My 5 favourite exercises for strengthening your core are probably some of the hardest that I do in any routine. They may seem easy off the bat and of course there are harder ones around but for me repeating these exercises as part of my whole body workout really does kill off the abs! I really feel like I’m working my stomach muscles when I complete this set and I definitely feel it the next day!
When I first started training properly a Russian Twist was something I really could not do. It’s basically a ‘V’ hold with added side twists with a weight (as you can see in the photo below) and my God they buuuurrrn! Admittedly at the moment I can’t quite hold these for an entire minute like I used to be able to but hey a small human child was preventing me from working my core for the majority of last year, so I’ll let myself off!
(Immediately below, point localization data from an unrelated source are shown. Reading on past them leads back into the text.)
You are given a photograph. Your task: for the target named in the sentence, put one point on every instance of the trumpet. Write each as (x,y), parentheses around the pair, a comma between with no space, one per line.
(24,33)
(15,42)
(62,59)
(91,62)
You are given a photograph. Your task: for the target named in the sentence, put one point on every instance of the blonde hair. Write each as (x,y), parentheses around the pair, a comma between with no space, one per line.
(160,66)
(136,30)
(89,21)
Plank is the word that makes every soul die a little bit. It makes every voice at my body conditioning / circuits class groan and makes me sigh profusely when I hear it uttered from the speakers of my laptop whilst doing a Results with Lucy workout. Plank is horrible but bloody incredible for that toned stomach you so desperately want. At the peak of my fitness in mid-end of 2016 before I got pregnant I could hold a plank for 3 minutes (yes I’m bragging, it’s one of my best fitness achievements to date) and now I can barely hold a measly minute before gritting my teeth and screaming as my abs burn hotter than fire (side note – I held plank for 2 minutes the other day which was hell on Earth and I will not be doing it again any time soon). When you’ve got your plank form on point there’s nothing more rewarding, believe me! Start off aiming for 30 seconds and gradually creep up the time as you and your core gets stronger.
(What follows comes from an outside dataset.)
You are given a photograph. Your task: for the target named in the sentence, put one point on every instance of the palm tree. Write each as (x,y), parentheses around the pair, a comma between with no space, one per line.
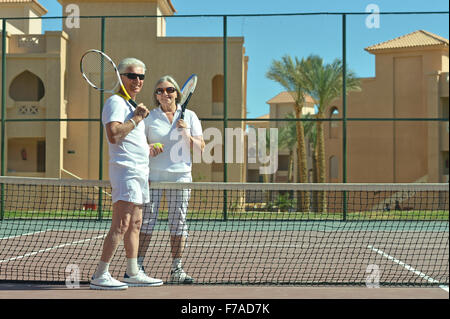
(287,73)
(324,84)
(288,140)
Mountain Climbers / Spiderman Mountain climbers
Yes, these are in my ‘5 favourite ab workout’ list but I’m going to tell you a little secret. I HATE MOUNTAIN CLIMBERS. I did a fitness class the other day where we ended up doing 6 minutes of the b*stards and I was not bloody impressed! Mountain climbers (if done properly with your bum down and core engaged) are amazing at strengthening those tummy muscles and giving you a cardio blast all at the same time. So… as much as I hate them, I do them quite a lot because I know they’re good for me. It’s kinda like eating your greens if you think about it… You can also make these that little bit harder by crunching your leg up to the side and pressing down in a kind of Spiderman style move. Do these slower to feel the burn more. They kill. You’re welcome.
Straight Leg Cycle Crunch
Think of your standard cycle crunch move; legs at 90•, hands behind your head and crunching alternate knee to elbow. Now do this whilst extending your other leg out straight, engaging your core and then slowly change over. We’re not about that quick paced cycle crunch life around here! This one burns your abs as you’re engaging it in more ways than one and the slower you go, the harder they have to work! I personally love this one!
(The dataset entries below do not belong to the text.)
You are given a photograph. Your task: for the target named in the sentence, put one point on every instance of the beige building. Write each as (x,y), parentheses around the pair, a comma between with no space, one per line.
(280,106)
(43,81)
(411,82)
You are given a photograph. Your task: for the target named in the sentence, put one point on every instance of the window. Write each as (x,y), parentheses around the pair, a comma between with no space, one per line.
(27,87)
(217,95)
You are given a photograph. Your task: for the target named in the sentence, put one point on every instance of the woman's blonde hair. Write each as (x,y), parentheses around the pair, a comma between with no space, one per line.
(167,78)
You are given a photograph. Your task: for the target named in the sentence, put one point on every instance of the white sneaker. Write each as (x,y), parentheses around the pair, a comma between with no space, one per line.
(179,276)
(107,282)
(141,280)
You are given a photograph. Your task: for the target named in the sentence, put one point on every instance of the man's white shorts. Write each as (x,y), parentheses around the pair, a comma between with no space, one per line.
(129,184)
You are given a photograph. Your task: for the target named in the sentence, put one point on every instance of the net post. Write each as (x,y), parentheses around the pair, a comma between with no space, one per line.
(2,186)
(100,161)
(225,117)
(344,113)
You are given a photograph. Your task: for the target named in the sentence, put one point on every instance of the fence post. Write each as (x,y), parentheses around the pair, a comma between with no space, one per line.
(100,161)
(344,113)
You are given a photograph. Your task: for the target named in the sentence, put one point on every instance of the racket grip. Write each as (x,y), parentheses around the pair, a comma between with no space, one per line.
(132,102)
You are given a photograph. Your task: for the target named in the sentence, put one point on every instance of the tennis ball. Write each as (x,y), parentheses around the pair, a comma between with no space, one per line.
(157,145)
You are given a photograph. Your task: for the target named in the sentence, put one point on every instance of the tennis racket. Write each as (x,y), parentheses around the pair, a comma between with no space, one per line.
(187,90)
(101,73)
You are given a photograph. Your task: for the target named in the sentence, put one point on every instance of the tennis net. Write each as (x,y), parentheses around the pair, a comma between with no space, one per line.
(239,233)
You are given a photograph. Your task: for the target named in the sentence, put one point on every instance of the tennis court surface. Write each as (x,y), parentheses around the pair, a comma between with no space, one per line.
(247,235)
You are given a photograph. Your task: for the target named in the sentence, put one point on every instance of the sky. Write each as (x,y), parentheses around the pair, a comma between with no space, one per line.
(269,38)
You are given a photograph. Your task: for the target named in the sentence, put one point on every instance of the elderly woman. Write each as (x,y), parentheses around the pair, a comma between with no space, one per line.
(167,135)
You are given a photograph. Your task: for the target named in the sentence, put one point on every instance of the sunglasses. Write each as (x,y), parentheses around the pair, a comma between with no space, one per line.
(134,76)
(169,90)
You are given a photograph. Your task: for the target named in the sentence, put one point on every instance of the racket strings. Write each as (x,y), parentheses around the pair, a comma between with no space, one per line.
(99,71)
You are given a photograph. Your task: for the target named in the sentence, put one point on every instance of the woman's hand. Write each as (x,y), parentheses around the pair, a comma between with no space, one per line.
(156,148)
90• / Straight Leg Crunches
Simple crunches for this one but with your legs at 90• and your hands behind your head. Your core engages as you keep your legs well positioned and then the crunch really works them as you move your head and shoulders up and in. Again, these are best done slowly and really start to burn after the 5/6th rep. I like to really kill off my abs with this one as a finisher and usually also add in a few straight leg crunches to make them a little harder!
Mini at home Ab Workout
I usually use Results with Lucy for my workouts including my gym and at home ab workout routines and if you’re wanting more of a structured plan and possibly food recommendations and recipes from professionals and not just some blogger you follow then I definitely recommend signing up. Plans start from just £7.99 a month and you get a 10 day free trial! If you’re just looking for a quick and easy at home ab workout routine to add on to what you’re already doing though then this is the routine I sometimes like to do.
3x Sets – Pyramid reps.
20, 15, 10 reps.
Weighted Russian Twist
Straight Leg Crunches
30 second Plank
What do you like to do for your at home ab workout? I’d love to know your faves in the comments.